The trenches may be etched using a mask of said first material as defined in claim 2 or claim 3. These mask windows may then be widened so that the gate insulating layers have horizontal extensions on the semiconductor body surface which remain when the first mask is removed as defined in claim 3, these horizontal extensions advantageously protecting the gate insulation near the top of the trenches during this removal of the first mask.
As defined in claim 5, a mask of the first material may first have preceding U-shaped section layers provided in its windows with a central part of the base portion of these layers being removed to provide etch windows for the trenches after which the remainder of the preceding layers is removed, the mask of the first material then being used for providing the U-shaped section layers which define steps for the spacers used to form the source regions. In this way, starting from one mask, a two-stage self-aligned process may provide well-defined narrow trenches and then well-defined source regions.
As defined in claims 2, 4 or 7, each spacer vertical surface may be aligned with an outer surface of one of the upright portions of the second material. The spacers may be formed with a third material present in the U-shaped section layers as defined in claim 8. Otherwise, the third material may be removed before forming the spacers of an insulating material such that further spacers are also formed against the inner surfaces of the upright portions and merge to cover the base portions of the U-shaped section layers as defined in claim 9. Such merged spacers forming a further insulating layer on top of the gate insulating U-cup base advantageously reduces gate-source capacitance. In cases where the spacers are formed against the U-shaped section second layer uprights, the first mask may be silicon dioxide and the second layer may be silicon nitride as defined in claim 10; in this case the high etch selectivity of the oxide with respect to the nitride advantageously assists good definition of the nitride uprights when the oxide mask is removed.
As an alternative to forming the spacers against the U-shaped section second layer uprights, the U-shaped section layers may be filled with a third material and the upright portions may be removed when the first mask is removed so that the spacers are formed against the third material as defined in claim 11; in this case the first mask material and the second layer material may both be silicon dioxide.

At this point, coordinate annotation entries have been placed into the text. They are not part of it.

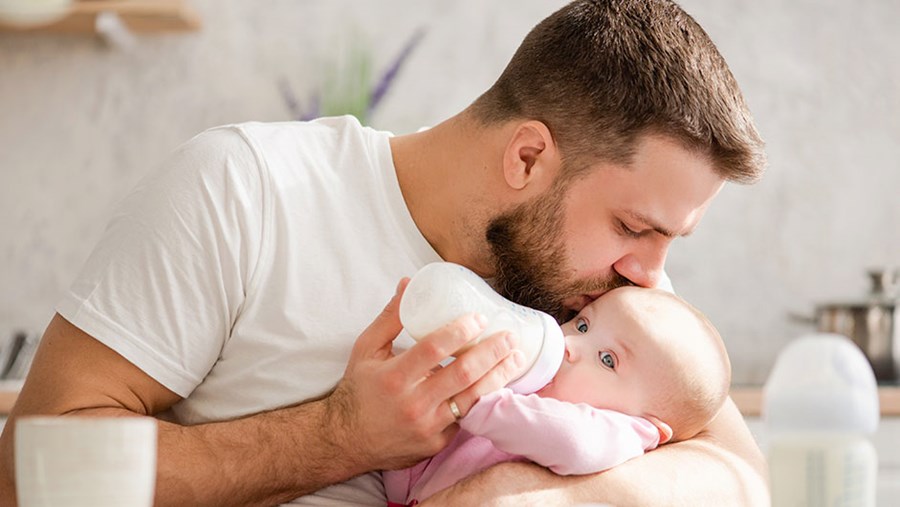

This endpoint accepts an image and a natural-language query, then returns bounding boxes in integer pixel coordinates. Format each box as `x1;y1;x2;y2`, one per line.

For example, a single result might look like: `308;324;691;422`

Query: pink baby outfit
383;388;659;505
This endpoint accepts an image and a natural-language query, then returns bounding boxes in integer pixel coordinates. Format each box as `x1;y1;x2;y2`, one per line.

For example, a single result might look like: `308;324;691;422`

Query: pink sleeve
459;388;659;475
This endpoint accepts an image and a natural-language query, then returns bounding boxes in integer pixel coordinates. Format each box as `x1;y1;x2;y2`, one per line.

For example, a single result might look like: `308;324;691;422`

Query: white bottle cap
763;333;879;434
507;312;566;394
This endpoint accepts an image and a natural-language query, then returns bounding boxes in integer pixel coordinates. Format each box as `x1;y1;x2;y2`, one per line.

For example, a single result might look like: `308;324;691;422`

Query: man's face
487;136;724;322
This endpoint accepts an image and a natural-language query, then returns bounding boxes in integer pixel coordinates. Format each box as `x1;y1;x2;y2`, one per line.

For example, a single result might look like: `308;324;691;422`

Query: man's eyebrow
625;210;694;239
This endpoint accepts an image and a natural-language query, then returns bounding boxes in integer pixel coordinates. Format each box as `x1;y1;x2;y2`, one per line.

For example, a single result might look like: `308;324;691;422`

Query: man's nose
613;242;669;287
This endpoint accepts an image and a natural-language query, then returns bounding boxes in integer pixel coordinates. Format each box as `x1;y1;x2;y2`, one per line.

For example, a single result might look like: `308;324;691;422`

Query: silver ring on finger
447;398;462;421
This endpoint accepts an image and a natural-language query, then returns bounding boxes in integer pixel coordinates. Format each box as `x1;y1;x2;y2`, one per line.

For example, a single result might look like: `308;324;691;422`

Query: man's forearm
426;401;769;507
150;401;356;506
0;401;365;506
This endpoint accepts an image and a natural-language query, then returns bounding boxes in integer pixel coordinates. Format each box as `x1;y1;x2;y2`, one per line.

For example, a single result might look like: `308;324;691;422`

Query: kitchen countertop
0;380;900;417
731;385;900;417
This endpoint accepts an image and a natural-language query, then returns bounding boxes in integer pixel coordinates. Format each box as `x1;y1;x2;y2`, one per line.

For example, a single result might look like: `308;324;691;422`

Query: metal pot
815;270;900;383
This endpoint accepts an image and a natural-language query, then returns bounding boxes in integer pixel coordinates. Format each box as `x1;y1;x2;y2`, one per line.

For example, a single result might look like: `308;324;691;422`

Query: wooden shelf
731;386;900;417
0;0;201;34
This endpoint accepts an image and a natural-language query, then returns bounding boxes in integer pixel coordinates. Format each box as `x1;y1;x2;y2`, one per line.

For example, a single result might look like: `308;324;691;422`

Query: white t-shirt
57;117;440;505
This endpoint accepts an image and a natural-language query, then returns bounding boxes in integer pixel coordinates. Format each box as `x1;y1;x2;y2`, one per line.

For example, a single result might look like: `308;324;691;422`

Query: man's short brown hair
470;0;765;183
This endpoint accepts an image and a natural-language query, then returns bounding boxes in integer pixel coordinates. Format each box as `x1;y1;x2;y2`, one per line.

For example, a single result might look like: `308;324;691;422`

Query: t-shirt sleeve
459;388;659;475
57;127;265;397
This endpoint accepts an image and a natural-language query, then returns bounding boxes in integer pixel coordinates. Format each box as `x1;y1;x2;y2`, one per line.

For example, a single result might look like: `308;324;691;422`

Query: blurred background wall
0;0;900;383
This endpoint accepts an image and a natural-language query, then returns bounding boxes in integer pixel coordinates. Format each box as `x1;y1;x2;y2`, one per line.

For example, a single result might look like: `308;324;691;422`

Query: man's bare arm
0;284;516;506
424;400;770;507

The source regions may be formed by etching upper regions of the semiconductor body of a suitable conductivity type using the spacers as a mask as defined in claim 13. The spacers may then be etched as defined in claim 14 to advantageously expose top surfaces as well as side surfaces of the source regions for improved contact by the source electrode. Preferably the upper regions which are to be etched to form the source regions are formed by dopant implantation and diffusion after removing the first mask as defined in claim 15. Forming these upper regions at this late stage in the process is advantageous for thermal budget reasons.